There's a lot of ways to do this; here's the first one that came to my mind:
1. Create a drop-dwon menu you call Order and add all the order options you want available (or you could use just a numeric).
2. Create an array you call Coefficients. Hide the Index Display.
3. Create a property node of the array and select the "number of rows" or the "number of columns" property. Add 1 to the Order control's value and wire the result to this property. Now you have an array control that will resize to allow input of the correct number of coefficients.
4. If the array has been of a larger size previously you can either choose to ignore the coefficients not in use by code, or you can check the order value and reinitialize the array if the order changes (just wire
it to a shift register, check the value - if it has changed (there's a VI around that's called Change detector that is very nice to use for this, as an alternative), initialize an array of the correct size and write it to a local of the array control).
You can off course use separate controls instead of an array and just hide/show them depending on the order.

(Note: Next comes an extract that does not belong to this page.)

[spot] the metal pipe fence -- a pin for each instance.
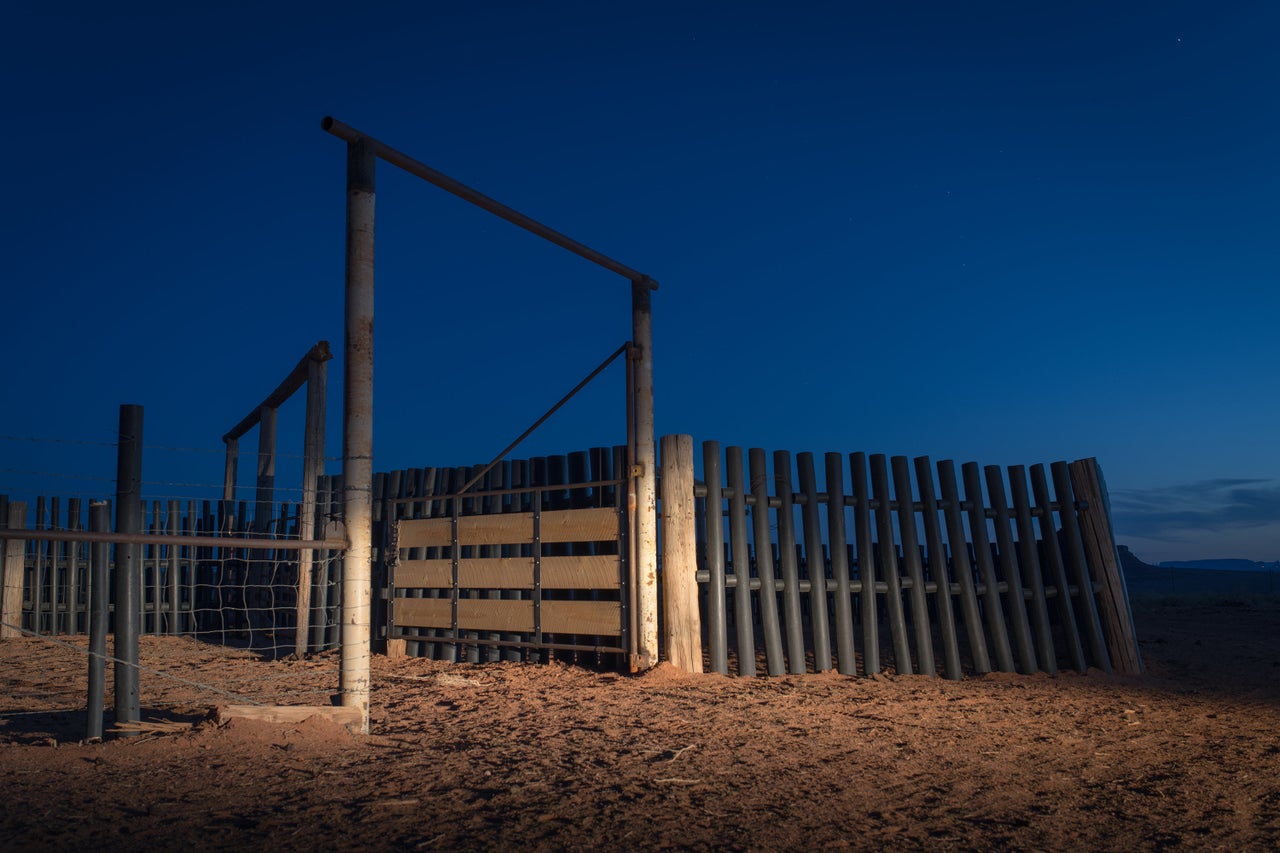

The number of coefficients is not that big so you can use build array...but in cases where the arrays are large the best thing is to initialize an array of the right size and then use replace array elements. The replace function does accept array input by the way, you don't need to replace single elements (if you do, do it in a loop, or expand it (put the mouse pointer to the lower edge of the function's icon and scale it downwards...new terminals will appear as it scales) so that you get more than one index and element input).